Episodio 16, La Corte dei Gufi[modifica]

  • Il giudizio è stato emesso. Gotham deve cadere. (Kathryn Monroe)
  • Un'organizzazione segreta che controlla tutta Gotham? Se è vero qualcuno dovrebbe dirgli che stanno facendo un lavoro da schifo. (Harvey Bullock)
  • Ivy: Alza la mano destra. Allora, giuri di essere fedele e sincero con Pinguino?
    Gabe: No.
    Ivy: Ahi.
    Oswald: Non capisco. Perché no, perché non può essere fedele?
    Ivy: Su, avanti, rispondi.
    Gabe: Non lo sono mai stato. Ti ho solo seguito per paura. Come tutti gli altri.
    Oswald: In realtà ci può anche stare. Paura e rispetto, prima regola del managent.
    Gabe: Nessuno ti ha mai rispettato. Abbiamo sempre visto quello che sei davvero. Un idiota mostro che faceva il portaombrelli. Niente di più.
    Oswald: Un idiota? Un mostro? Un mostro? [afferra un atrezzo da giardino e lo colpisce più volte] Sì, mostro! MOSTRO, MOSTRO, MOSTRO!
  • Sciamano: Nel corso dei secoli abbiamo cercato di fermare il ciclo di crimini e violenze che affligge Gotham, solo per poi vederlo rispuntare. E sai perché questo accade? Le persone hanno paura. E la paura nutre l'assenza di speranza.
    Bruce: Dovrei credere che ti stanno a cuore gli abitanti di Gotham?
    Sciamano: E' così. Moltissimo. Ed è qui che entri in gioco. Gotham ha bisogno di qualcosa che credo solo tu possa darle.
    Bruce: Cosa?
    Sciamano: Un protettore, Bruce.
    Bruce: Io non posso proteggere Gotham, non da solo. Nessuno può farlo.
    Sciamano: Può darsi. Ma se tu diventassi un simbolo, un simbolo contro la paura, Gotham potrà rinascere.
  • Oswald: Okay, lo ammetto. Può darsi che abbia perso le staffe per un attimo. Mi dispiace molto.
    Ivy: Tutto okay.
    Oswald: Non so perché mi sono fatto trasportare.

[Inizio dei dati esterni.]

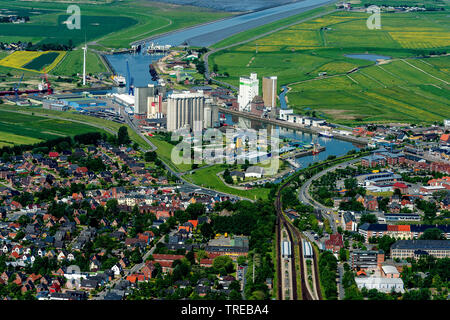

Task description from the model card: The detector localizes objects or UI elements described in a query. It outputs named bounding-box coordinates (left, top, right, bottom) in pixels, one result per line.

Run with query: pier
left=219, top=107, right=369, bottom=146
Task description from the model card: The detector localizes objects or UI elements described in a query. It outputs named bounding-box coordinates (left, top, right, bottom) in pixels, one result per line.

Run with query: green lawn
left=0, top=108, right=108, bottom=145
left=148, top=136, right=192, bottom=172
left=51, top=49, right=108, bottom=76
left=209, top=11, right=450, bottom=125
left=183, top=165, right=270, bottom=200
left=0, top=105, right=149, bottom=149
left=0, top=0, right=230, bottom=48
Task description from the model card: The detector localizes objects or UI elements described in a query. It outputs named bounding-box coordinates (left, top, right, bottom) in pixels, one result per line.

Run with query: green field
left=183, top=165, right=270, bottom=200
left=0, top=108, right=108, bottom=145
left=23, top=52, right=59, bottom=70
left=0, top=105, right=149, bottom=149
left=0, top=0, right=230, bottom=48
left=51, top=49, right=108, bottom=76
left=209, top=11, right=450, bottom=124
left=148, top=136, right=192, bottom=172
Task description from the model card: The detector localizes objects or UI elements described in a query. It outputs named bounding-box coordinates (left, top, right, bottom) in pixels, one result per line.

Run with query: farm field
left=289, top=57, right=450, bottom=124
left=209, top=12, right=450, bottom=124
left=183, top=165, right=270, bottom=200
left=0, top=105, right=149, bottom=149
left=0, top=110, right=108, bottom=145
left=50, top=49, right=107, bottom=76
left=0, top=51, right=66, bottom=72
left=0, top=0, right=230, bottom=48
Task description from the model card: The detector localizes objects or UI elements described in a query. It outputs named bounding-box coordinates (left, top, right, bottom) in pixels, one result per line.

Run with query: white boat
left=111, top=75, right=127, bottom=87
left=319, top=130, right=333, bottom=138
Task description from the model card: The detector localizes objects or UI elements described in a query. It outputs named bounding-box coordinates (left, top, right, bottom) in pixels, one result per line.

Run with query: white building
left=279, top=109, right=294, bottom=120
left=238, top=73, right=259, bottom=111
left=167, top=91, right=205, bottom=132
left=355, top=277, right=405, bottom=293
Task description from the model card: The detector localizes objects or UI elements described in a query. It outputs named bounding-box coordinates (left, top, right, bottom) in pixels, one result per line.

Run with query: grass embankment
left=0, top=0, right=231, bottom=48
left=210, top=11, right=450, bottom=125
left=183, top=165, right=270, bottom=200
left=0, top=105, right=149, bottom=149
left=51, top=49, right=108, bottom=76
left=0, top=108, right=105, bottom=146
left=148, top=136, right=191, bottom=172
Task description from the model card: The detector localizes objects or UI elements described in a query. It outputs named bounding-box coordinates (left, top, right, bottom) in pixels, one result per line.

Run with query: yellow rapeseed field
left=0, top=51, right=66, bottom=72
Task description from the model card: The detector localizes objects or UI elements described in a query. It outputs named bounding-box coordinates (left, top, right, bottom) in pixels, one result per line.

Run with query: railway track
left=275, top=152, right=369, bottom=300
left=275, top=175, right=320, bottom=300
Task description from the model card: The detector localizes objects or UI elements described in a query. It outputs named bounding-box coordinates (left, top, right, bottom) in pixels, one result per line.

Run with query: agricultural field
left=0, top=105, right=149, bottom=149
left=50, top=49, right=108, bottom=76
left=0, top=51, right=66, bottom=72
left=0, top=0, right=230, bottom=48
left=183, top=165, right=270, bottom=200
left=0, top=107, right=104, bottom=146
left=289, top=57, right=450, bottom=125
left=209, top=11, right=450, bottom=125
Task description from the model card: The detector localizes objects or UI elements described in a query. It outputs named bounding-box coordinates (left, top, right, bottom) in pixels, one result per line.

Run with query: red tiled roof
left=153, top=253, right=184, bottom=261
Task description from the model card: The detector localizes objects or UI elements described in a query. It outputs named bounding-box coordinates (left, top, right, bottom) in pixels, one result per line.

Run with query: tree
left=213, top=256, right=234, bottom=273
left=419, top=228, right=445, bottom=240
left=186, top=203, right=206, bottom=219
left=117, top=126, right=130, bottom=144
left=360, top=213, right=378, bottom=224
left=339, top=248, right=347, bottom=262
left=144, top=151, right=157, bottom=162
left=200, top=223, right=214, bottom=239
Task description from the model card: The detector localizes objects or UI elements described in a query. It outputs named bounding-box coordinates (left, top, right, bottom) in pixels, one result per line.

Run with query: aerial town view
left=0, top=0, right=450, bottom=312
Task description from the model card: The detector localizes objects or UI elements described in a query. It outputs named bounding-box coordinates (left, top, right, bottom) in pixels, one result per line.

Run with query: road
left=338, top=263, right=345, bottom=300
left=114, top=103, right=253, bottom=201
left=125, top=230, right=176, bottom=277
left=299, top=158, right=360, bottom=233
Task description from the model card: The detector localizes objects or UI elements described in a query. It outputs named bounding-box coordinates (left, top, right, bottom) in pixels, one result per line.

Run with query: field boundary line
left=400, top=59, right=450, bottom=84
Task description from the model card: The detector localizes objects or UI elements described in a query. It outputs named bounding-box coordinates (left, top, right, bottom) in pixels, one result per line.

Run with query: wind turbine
left=83, top=43, right=87, bottom=86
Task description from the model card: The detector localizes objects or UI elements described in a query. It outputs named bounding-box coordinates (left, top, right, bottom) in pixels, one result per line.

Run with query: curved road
left=299, top=157, right=360, bottom=232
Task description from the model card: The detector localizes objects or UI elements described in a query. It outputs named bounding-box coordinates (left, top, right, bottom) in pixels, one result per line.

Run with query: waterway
left=137, top=0, right=334, bottom=47
left=155, top=0, right=306, bottom=12
left=344, top=53, right=392, bottom=61
left=101, top=0, right=361, bottom=168
left=219, top=113, right=364, bottom=168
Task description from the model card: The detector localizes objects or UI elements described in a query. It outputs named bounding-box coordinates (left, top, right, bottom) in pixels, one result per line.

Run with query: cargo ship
left=149, top=64, right=158, bottom=81
left=319, top=130, right=333, bottom=138
left=111, top=75, right=127, bottom=87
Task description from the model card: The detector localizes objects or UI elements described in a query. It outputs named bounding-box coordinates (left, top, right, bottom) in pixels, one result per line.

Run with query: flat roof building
left=391, top=240, right=450, bottom=259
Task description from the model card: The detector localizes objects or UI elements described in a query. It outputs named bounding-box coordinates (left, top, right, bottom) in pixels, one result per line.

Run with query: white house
left=355, top=277, right=405, bottom=293
left=245, top=166, right=264, bottom=178
left=111, top=263, right=122, bottom=276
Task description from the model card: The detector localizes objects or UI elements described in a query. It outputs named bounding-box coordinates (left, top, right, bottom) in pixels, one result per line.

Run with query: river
left=134, top=0, right=334, bottom=47
left=219, top=113, right=364, bottom=168
left=102, top=0, right=361, bottom=167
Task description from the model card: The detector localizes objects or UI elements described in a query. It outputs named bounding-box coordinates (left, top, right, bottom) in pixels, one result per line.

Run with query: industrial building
left=238, top=73, right=259, bottom=111
left=134, top=84, right=165, bottom=118
left=263, top=76, right=277, bottom=108
left=355, top=277, right=405, bottom=293
left=351, top=250, right=384, bottom=271
left=391, top=240, right=450, bottom=259
left=167, top=91, right=205, bottom=132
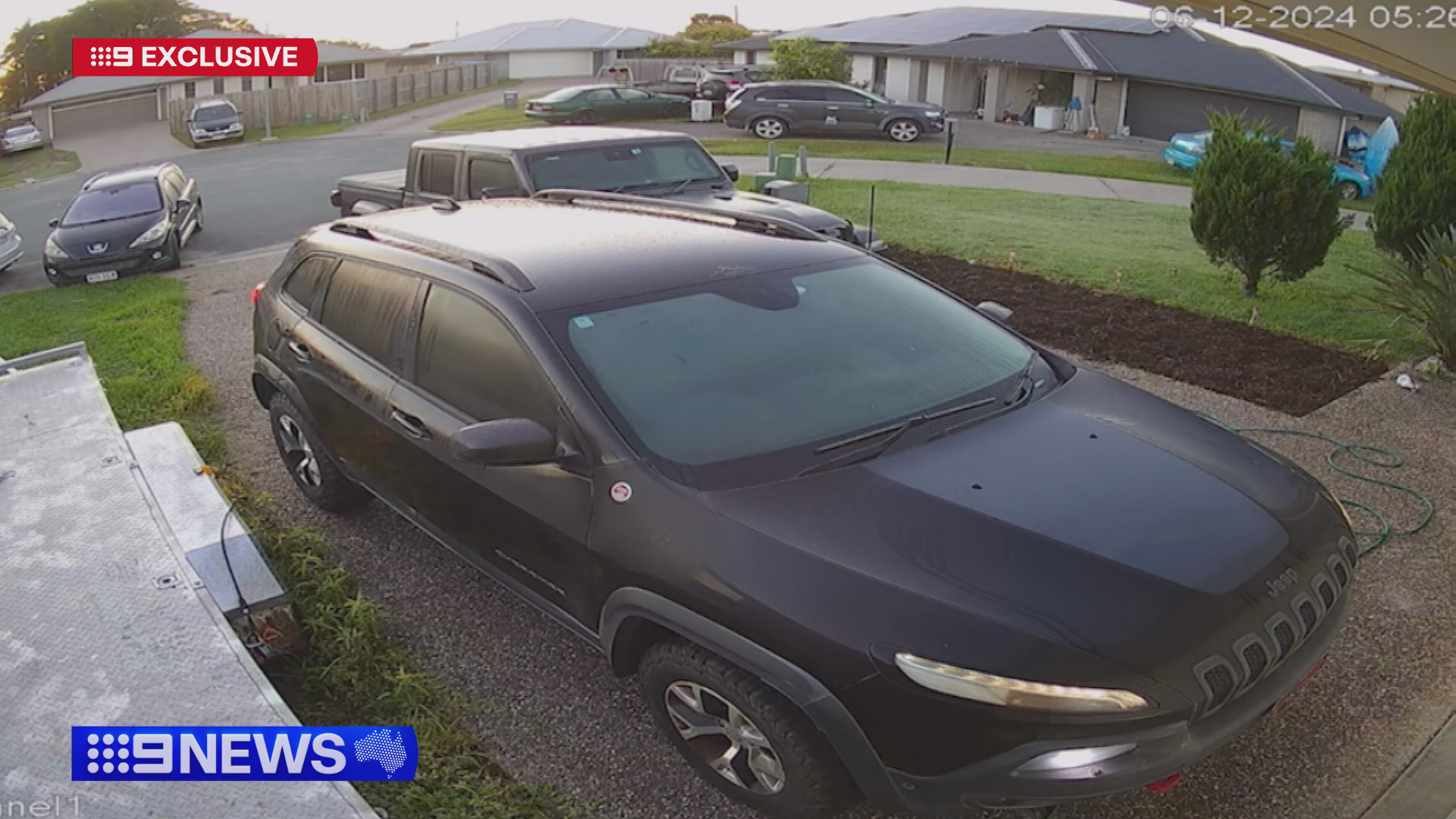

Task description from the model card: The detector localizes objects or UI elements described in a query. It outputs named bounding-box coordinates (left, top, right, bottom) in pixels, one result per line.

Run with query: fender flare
left=598, top=587, right=904, bottom=809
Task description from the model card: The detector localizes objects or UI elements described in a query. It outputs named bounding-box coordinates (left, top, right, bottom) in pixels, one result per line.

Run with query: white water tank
left=1031, top=105, right=1067, bottom=131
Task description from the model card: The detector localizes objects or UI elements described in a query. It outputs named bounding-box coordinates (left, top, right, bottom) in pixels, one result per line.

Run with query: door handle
left=389, top=410, right=429, bottom=440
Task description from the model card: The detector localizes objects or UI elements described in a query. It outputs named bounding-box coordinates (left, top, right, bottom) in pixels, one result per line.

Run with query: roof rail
left=329, top=217, right=536, bottom=291
left=532, top=188, right=830, bottom=242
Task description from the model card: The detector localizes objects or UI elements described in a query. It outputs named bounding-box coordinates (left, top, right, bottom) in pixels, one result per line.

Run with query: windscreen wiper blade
left=795, top=398, right=997, bottom=478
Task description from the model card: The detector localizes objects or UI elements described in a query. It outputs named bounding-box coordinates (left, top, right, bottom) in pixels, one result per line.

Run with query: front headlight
left=46, top=236, right=71, bottom=259
left=131, top=218, right=172, bottom=248
left=896, top=651, right=1152, bottom=713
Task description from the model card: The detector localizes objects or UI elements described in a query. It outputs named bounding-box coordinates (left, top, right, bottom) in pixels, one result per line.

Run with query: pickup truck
left=329, top=125, right=885, bottom=251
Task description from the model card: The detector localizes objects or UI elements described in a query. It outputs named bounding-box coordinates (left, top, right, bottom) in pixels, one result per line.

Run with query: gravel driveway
left=179, top=252, right=1456, bottom=819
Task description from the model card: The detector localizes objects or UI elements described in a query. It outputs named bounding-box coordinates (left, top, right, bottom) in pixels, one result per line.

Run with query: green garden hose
left=1198, top=413, right=1436, bottom=557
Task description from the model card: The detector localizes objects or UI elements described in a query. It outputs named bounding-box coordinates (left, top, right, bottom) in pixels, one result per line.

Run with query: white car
left=0, top=213, right=20, bottom=271
left=0, top=122, right=46, bottom=153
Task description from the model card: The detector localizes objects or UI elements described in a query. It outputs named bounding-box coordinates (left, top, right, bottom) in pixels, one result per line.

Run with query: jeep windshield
left=61, top=180, right=162, bottom=228
left=526, top=140, right=728, bottom=193
left=192, top=105, right=237, bottom=124
left=548, top=259, right=1054, bottom=490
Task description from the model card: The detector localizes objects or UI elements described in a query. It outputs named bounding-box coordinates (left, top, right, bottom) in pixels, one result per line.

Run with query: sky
left=0, top=0, right=1354, bottom=68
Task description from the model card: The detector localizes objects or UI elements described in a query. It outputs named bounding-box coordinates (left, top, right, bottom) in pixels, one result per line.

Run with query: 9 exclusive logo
left=71, top=36, right=318, bottom=77
left=71, top=726, right=419, bottom=783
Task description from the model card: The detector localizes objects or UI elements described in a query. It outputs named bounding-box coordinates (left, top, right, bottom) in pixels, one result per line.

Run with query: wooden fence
left=168, top=63, right=494, bottom=137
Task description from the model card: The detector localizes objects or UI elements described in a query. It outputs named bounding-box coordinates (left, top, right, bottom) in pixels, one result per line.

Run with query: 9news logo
left=71, top=726, right=419, bottom=783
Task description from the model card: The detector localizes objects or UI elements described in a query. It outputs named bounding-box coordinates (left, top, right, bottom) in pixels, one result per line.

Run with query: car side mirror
left=975, top=302, right=1010, bottom=324
left=450, top=419, right=557, bottom=466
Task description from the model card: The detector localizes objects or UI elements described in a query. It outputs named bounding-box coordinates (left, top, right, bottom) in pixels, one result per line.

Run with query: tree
left=1372, top=93, right=1456, bottom=262
left=774, top=36, right=849, bottom=83
left=0, top=0, right=258, bottom=108
left=1190, top=112, right=1350, bottom=297
left=642, top=36, right=715, bottom=57
left=677, top=11, right=753, bottom=46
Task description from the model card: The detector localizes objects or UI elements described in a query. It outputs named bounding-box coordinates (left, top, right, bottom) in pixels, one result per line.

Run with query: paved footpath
left=718, top=156, right=1370, bottom=231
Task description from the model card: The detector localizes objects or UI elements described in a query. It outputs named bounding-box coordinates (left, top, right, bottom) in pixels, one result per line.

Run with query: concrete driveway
left=55, top=122, right=192, bottom=174
left=184, top=252, right=1456, bottom=819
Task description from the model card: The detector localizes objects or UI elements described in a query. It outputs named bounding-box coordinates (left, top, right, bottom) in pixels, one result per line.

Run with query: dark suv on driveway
left=253, top=191, right=1357, bottom=819
left=723, top=80, right=945, bottom=143
left=41, top=162, right=202, bottom=287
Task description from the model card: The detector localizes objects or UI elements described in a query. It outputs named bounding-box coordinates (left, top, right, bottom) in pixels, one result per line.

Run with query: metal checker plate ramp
left=0, top=345, right=377, bottom=819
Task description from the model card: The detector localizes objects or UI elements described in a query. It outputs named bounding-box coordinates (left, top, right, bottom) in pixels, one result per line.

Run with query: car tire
left=268, top=392, right=370, bottom=514
left=162, top=228, right=182, bottom=270
left=638, top=642, right=859, bottom=819
left=885, top=120, right=923, bottom=143
left=748, top=117, right=789, bottom=140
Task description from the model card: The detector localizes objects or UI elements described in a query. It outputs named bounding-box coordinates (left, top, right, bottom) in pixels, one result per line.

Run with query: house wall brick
left=1299, top=108, right=1344, bottom=153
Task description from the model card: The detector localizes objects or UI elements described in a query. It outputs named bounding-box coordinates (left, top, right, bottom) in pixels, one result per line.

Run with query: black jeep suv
left=253, top=191, right=1357, bottom=819
left=723, top=80, right=945, bottom=143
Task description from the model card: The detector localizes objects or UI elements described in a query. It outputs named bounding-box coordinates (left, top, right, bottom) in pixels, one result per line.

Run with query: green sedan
left=524, top=84, right=692, bottom=124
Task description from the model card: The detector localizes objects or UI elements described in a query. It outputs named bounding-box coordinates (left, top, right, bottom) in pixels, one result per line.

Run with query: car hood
left=708, top=370, right=1339, bottom=678
left=663, top=188, right=849, bottom=232
left=51, top=210, right=163, bottom=259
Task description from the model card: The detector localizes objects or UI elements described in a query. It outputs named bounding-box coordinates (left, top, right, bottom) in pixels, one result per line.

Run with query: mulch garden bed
left=885, top=248, right=1386, bottom=416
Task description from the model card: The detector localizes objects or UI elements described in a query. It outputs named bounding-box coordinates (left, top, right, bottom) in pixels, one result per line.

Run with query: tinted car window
left=415, top=287, right=556, bottom=428
left=318, top=261, right=415, bottom=366
left=527, top=141, right=722, bottom=191
left=556, top=261, right=1031, bottom=466
left=823, top=87, right=869, bottom=105
left=282, top=256, right=337, bottom=312
left=470, top=158, right=521, bottom=196
left=419, top=153, right=459, bottom=196
left=61, top=179, right=162, bottom=228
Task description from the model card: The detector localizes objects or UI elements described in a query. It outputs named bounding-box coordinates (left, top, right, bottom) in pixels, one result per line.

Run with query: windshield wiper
left=795, top=398, right=997, bottom=478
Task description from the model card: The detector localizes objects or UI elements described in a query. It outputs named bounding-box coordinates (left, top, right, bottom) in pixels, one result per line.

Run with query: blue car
left=1163, top=118, right=1399, bottom=199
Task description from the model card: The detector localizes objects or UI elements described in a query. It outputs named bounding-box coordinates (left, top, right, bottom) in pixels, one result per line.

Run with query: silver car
left=0, top=122, right=46, bottom=153
left=0, top=213, right=20, bottom=272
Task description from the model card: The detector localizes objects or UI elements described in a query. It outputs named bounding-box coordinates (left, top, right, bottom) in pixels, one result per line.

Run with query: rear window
left=536, top=86, right=585, bottom=102
left=61, top=179, right=162, bottom=228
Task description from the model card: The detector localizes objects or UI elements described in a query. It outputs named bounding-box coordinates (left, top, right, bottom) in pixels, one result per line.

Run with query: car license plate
left=1269, top=657, right=1325, bottom=714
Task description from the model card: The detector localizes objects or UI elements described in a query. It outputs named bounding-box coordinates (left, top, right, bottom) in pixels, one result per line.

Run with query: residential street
left=182, top=253, right=1456, bottom=819
left=0, top=132, right=1369, bottom=294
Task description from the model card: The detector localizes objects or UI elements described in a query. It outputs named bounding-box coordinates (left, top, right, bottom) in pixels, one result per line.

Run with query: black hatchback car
left=42, top=162, right=202, bottom=287
left=252, top=191, right=1357, bottom=819
left=723, top=80, right=945, bottom=143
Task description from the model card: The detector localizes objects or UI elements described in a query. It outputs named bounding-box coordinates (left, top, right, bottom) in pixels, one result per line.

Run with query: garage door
left=51, top=90, right=157, bottom=139
left=511, top=51, right=594, bottom=80
left=1127, top=82, right=1299, bottom=140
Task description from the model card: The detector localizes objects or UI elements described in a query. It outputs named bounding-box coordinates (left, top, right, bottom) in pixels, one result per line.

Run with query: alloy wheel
left=278, top=416, right=323, bottom=488
left=753, top=118, right=786, bottom=140
left=890, top=120, right=920, bottom=143
left=663, top=680, right=785, bottom=795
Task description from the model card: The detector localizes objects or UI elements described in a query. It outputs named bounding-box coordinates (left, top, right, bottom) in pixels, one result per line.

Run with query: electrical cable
left=1198, top=413, right=1436, bottom=557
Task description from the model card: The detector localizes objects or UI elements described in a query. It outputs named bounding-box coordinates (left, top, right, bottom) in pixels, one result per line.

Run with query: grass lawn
left=369, top=80, right=521, bottom=120
left=0, top=275, right=576, bottom=819
left=810, top=179, right=1417, bottom=356
left=429, top=99, right=546, bottom=131
left=0, top=147, right=82, bottom=188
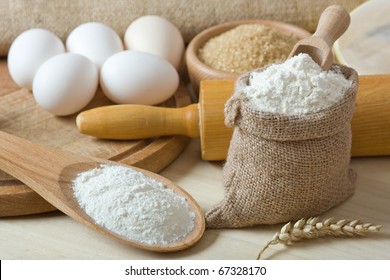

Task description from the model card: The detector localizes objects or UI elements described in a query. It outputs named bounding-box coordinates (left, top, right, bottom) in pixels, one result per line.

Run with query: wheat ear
left=257, top=217, right=382, bottom=260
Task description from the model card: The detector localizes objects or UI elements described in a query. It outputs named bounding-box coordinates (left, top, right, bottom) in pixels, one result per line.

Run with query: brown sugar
left=198, top=24, right=298, bottom=74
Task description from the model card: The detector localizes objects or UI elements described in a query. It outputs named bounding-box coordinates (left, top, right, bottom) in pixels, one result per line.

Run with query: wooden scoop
left=0, top=131, right=205, bottom=252
left=289, top=5, right=351, bottom=70
left=76, top=75, right=390, bottom=160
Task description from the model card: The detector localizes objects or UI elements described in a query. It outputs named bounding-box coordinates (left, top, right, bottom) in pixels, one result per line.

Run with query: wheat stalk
left=257, top=217, right=382, bottom=260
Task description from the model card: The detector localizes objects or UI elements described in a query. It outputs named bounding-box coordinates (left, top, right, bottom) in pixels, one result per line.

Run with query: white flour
left=245, top=54, right=351, bottom=115
left=73, top=165, right=195, bottom=245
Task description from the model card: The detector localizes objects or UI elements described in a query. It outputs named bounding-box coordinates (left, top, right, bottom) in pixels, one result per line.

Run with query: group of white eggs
left=8, top=15, right=184, bottom=116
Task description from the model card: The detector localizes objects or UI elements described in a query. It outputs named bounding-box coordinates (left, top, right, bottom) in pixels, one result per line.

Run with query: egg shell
left=124, top=15, right=184, bottom=70
left=100, top=51, right=179, bottom=105
left=33, top=53, right=99, bottom=116
left=7, top=28, right=65, bottom=89
left=66, top=22, right=123, bottom=69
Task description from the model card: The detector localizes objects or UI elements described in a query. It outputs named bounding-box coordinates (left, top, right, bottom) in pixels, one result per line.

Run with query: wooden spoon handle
left=76, top=104, right=199, bottom=140
left=313, top=5, right=351, bottom=48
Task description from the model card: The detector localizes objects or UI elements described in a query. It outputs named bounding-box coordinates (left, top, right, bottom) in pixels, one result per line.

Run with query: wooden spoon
left=0, top=131, right=205, bottom=252
left=289, top=5, right=351, bottom=70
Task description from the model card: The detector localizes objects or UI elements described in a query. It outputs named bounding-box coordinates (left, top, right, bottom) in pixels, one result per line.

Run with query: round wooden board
left=0, top=59, right=190, bottom=217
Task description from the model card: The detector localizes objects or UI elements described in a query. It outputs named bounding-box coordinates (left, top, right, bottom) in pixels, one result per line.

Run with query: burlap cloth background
left=0, top=0, right=365, bottom=56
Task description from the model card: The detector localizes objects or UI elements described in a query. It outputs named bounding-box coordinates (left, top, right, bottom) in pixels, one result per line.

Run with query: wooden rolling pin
left=76, top=75, right=390, bottom=160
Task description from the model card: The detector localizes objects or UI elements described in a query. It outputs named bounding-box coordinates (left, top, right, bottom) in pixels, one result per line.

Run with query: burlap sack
left=0, top=0, right=365, bottom=56
left=206, top=65, right=358, bottom=228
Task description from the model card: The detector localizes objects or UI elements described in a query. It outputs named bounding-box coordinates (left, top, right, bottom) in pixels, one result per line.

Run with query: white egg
left=100, top=51, right=179, bottom=105
left=7, top=28, right=65, bottom=89
left=124, top=15, right=184, bottom=70
left=33, top=53, right=99, bottom=116
left=66, top=22, right=123, bottom=69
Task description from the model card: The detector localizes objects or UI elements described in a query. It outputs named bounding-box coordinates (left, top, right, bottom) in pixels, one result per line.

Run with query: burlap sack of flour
left=206, top=65, right=358, bottom=228
left=0, top=0, right=365, bottom=56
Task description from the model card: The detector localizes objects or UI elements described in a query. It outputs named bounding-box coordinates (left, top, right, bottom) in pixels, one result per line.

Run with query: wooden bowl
left=185, top=20, right=312, bottom=93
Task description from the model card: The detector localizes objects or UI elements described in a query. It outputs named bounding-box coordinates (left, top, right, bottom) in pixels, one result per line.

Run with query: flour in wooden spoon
left=245, top=54, right=351, bottom=115
left=73, top=165, right=195, bottom=245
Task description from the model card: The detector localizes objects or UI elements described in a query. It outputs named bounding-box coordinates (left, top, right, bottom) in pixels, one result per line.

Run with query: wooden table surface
left=0, top=140, right=390, bottom=260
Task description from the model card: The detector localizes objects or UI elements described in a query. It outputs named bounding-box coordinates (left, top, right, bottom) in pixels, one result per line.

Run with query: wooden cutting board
left=0, top=59, right=190, bottom=217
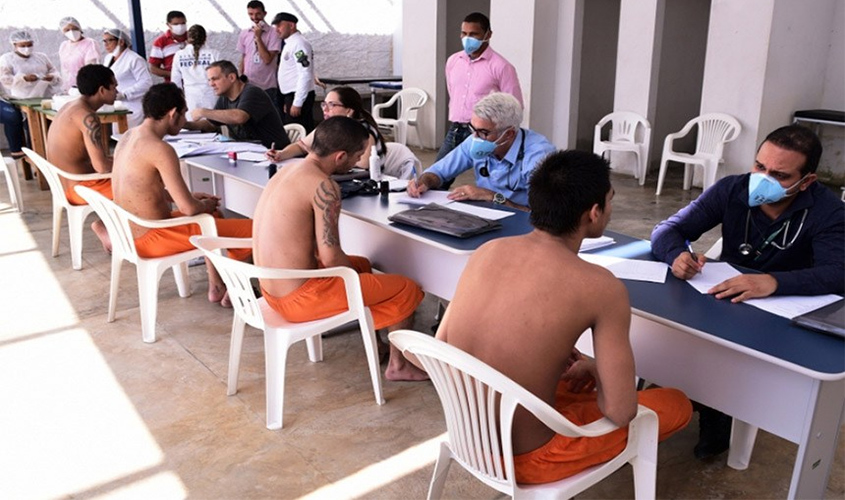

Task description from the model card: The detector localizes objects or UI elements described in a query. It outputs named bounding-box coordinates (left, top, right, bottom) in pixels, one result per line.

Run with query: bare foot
left=91, top=220, right=111, bottom=254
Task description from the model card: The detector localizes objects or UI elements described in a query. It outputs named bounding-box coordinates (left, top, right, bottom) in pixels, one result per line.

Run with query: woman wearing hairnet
left=0, top=31, right=61, bottom=158
left=59, top=17, right=100, bottom=93
left=103, top=29, right=153, bottom=127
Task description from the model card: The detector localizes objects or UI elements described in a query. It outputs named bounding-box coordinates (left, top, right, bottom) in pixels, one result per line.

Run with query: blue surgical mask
left=748, top=172, right=807, bottom=207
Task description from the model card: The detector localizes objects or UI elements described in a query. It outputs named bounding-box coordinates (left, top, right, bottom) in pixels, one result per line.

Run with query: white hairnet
left=9, top=30, right=33, bottom=43
left=59, top=16, right=82, bottom=30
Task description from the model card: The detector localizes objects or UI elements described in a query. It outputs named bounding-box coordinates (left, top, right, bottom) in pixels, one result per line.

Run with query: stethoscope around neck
left=739, top=208, right=810, bottom=260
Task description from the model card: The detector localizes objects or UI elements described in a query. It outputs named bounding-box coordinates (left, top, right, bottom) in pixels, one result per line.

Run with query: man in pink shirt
left=437, top=12, right=522, bottom=166
left=238, top=0, right=282, bottom=116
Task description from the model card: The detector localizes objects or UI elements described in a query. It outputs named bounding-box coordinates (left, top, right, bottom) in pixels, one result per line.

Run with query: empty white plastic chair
left=73, top=186, right=217, bottom=343
left=593, top=111, right=651, bottom=186
left=22, top=148, right=111, bottom=270
left=191, top=236, right=384, bottom=430
left=656, top=113, right=742, bottom=196
left=285, top=123, right=306, bottom=144
left=0, top=156, right=23, bottom=212
left=390, top=330, right=658, bottom=499
left=373, top=87, right=428, bottom=148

Le parole volano, giusto?
    Ivy: Io ho sempre considerato le parole come pietre.
    Oswald: Sì, io pure.
    Ivy: Questo vuol dire che abbandoni i tuoi propositi di vendetta?
    Oswald: Io non sono in grado di affrontare Nygma, Barbara e tutti gli altri da solo.
    Ivy: Chi ha mai detto che devi affrontarli da solo? Selina mi ha raccontato cose pazzesche sulla gente conosciuta a Indian Hill. Volevi formare un esercito, no? Be', che ne dici di un esercito di mostri?
    Oswald: Che genere di mostri?

Episodio 17, Il Re degli Enigmi[modifica]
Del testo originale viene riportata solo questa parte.